43. Na senda doutrinária aberta por José Afonso da Silva, a norma constitucional de eficácia reduzida ou limitada é aquela que somente se concretiza ou se realiza plenamente com a intervenção do legislador infraconstitucional. É aquela que por si só não é bastante nem suficiente para permitir o exercício do direito constitucional ofertado.

44. Na situação sob exame, a cobrança do PIS das instituições financeiras à alíquota de 0,75% incidente sobre a receita bruta operacional teria como parâmetro as definições constantes na legislação do imposto de renda (art. 72, V, ADCT).

45. Essa referida legislação do imposto de renda não se apresentava codificada ou sistematizada, nem servia plenamente para as instituições financeiras, dotadas de nuanças tributárias e comerciais específicas, em relação às demais pessoas jurídicas.

46. Daí porque houve a necessidade de edição da inquinada MP 517/94 para conformar adequadamente a legislação infraconstitucional e concretizar o mandamento constitucional que determinou a cobrança do PIS sobre a receita bruta operacional das instituições financeiras. A cogitada MP 517/94, ao afastar outras normas infraconstitucionais, não cometeu nenhuma inconstitucionalidade.

47. Eis os dispositivos legais alcançados explicitamente pela MP 517/94:

"Lei 8.398/92:

Art. 1° A pessoa jurídica tributada pelo imposto sobre a renda poderá reduzir a base de cálculo das contribuições devidas ao Fundo de Investimento Social (Finsocial) e ao PIS/Pasep, mediante estorno da receita que tiver incluída na mesma base, produzida pelos títulos emitidos por entidades de direito público, que permanecerem sob sua titularidade, ininterruptamente, por mais de vinte e oito dias.

§ 1° No caso das instituições autorizadas a funcionar pelo Banco Central do Brasil, poderá ser excluída da base de cálculo das contribuições referidas a receita produzida pelos títulos emitidos por entidades de direito público, independentemente do prazo de permanência sob titularidade daquelas, ficando essa exclusão limitada ao valor dos rendimentos apropriados em cada período.

§ 2° O disposto neste artigo aplica-se aos títulos emitidos e operações efetuadas a partir da data de vigência desta lei.
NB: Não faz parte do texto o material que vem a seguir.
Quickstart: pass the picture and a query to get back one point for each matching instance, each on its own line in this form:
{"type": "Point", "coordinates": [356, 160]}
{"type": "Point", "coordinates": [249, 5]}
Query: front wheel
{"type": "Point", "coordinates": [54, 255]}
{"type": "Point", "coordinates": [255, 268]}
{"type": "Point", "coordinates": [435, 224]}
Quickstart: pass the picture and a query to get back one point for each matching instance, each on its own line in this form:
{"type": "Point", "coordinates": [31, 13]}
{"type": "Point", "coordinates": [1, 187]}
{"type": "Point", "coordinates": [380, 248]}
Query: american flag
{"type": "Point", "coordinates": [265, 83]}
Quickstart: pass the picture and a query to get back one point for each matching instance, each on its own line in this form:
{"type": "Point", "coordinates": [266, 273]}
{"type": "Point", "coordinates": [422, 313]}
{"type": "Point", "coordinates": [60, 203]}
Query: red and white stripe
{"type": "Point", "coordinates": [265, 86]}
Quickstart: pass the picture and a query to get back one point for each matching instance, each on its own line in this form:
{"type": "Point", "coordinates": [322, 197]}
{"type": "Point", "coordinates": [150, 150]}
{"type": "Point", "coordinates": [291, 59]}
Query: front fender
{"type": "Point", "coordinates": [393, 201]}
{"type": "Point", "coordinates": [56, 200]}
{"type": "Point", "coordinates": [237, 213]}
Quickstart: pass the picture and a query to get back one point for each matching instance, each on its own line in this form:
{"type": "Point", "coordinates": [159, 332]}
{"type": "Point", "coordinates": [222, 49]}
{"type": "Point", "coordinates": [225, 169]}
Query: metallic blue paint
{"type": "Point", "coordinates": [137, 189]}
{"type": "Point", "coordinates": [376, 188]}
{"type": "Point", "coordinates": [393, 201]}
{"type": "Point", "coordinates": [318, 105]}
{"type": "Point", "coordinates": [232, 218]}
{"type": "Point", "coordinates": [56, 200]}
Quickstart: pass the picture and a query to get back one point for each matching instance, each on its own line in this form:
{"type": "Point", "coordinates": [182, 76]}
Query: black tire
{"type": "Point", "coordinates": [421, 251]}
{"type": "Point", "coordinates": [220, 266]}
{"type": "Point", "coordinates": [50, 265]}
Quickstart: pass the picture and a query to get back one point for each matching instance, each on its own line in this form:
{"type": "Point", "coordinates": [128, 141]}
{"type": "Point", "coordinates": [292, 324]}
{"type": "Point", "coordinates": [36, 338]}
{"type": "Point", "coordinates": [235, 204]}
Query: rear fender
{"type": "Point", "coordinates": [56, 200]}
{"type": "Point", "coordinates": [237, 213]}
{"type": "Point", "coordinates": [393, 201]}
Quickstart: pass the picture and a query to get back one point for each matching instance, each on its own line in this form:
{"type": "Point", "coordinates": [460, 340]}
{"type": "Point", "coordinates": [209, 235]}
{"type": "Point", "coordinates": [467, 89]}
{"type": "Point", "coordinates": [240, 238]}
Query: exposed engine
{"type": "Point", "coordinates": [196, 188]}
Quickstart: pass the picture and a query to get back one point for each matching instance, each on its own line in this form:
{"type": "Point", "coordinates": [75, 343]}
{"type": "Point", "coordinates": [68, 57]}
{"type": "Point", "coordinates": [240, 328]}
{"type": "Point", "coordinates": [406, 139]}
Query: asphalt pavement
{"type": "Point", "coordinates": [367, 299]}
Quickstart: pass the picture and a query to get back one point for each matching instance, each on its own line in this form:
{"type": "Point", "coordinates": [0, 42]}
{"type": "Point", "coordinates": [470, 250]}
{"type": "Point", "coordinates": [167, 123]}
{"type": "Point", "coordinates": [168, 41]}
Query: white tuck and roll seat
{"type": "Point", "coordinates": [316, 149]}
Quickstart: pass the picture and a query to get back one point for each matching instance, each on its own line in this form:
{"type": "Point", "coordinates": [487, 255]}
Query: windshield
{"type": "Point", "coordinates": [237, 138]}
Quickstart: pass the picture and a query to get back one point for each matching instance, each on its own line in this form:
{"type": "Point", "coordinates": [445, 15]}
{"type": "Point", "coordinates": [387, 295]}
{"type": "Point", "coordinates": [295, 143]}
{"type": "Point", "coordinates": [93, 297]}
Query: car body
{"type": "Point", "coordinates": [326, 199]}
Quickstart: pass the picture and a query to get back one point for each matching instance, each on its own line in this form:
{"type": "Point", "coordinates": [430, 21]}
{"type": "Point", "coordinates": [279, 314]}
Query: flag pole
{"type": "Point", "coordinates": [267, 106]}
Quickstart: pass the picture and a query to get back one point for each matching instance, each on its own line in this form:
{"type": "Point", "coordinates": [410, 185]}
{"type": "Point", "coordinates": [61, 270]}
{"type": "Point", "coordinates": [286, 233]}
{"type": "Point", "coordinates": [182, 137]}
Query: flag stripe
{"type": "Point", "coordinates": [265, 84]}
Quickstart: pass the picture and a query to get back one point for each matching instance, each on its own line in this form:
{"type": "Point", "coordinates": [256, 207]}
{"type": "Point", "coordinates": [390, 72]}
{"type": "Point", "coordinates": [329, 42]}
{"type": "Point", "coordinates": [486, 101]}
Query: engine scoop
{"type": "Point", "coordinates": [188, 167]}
§ 3° Fica vedado deduzir da base de cálculo das contribuições de que trata este artigo os encargos com a captação de recursos de terceiros, qualquer que seja a forma, aplicados na aquisição de títulos da espécie.

Art. 2° As instituições financeiras poderão excluir da base de cálculo das contribuições devidas ao Finsocial e ao PIS/Pasep as receitas produzidas em operações vinculadas ao crédito rural, nos termos da regulamentação em vigor.

§ 1° Fica vedada a dedução da base de cálculo das contribuições de que trata este artigo da variação monetária passiva dos recursos captados do público destinados a operações de crédito rural.

§ 2º O disposto neste artigo aplica-se às operações contratadas a partir da data de vigência desta lei, bem como a operações contratadas anteriormente, desde que vinculadas ao custeio da safra de verão 1991/92.

Art. 3° As instituições financeiras poderão excluir da base de cálculo das contribuições devidas ao Finsocial e ao PIS/Pasep as receitas produzidas em operações de empréstimo e de financiamento realizadas com pessoas jurídicas, com prazo não inferior a trinta dias.

§ 1° O disposto neste artigo aplica-se às operações contratadas a partir da vigência desta lei.

§ 2° Fica vedada a dedução da base de cálculo de que trata este artigo dos encargos com a captação de recursos de terceiros, inclusive em operações de repasse e refinanciamento, destinadas à aplicação nas operações mencionadas no caput deste artigo."

Lei 7.691/88:

.........

"Art. 5º Nas exclusões de que trata a alínea a do § 2º do art. 1º do Decreto-lei nº 2.445, de 29 de junho de 1988, com a redação dada pelo Decreto-lei nº 2.449, de 21 de julho de 1988, serão também admitidos os lucros e dividendos derivados de investimentos avaliados pelo custo de aquisição, que tenham sido computados como receita."

Decreto-Lei 2.445/88, com a redação do DL 2.449/88:

................

"§ 2º Para os fins do disposto nos itens III e V, considera-se receita operacional bruta o somatório das receitas que dão origem ao lucro operacional, na forma da legislação do imposto de renda, admitidas as exclusões e deduções a seguir:

a) as reversões de provisões, as recuperações de créditos que não representem ingressos de novas receitas e o resultado positivo da avaliação de investimentos pelo valor de patrimônio líquido;"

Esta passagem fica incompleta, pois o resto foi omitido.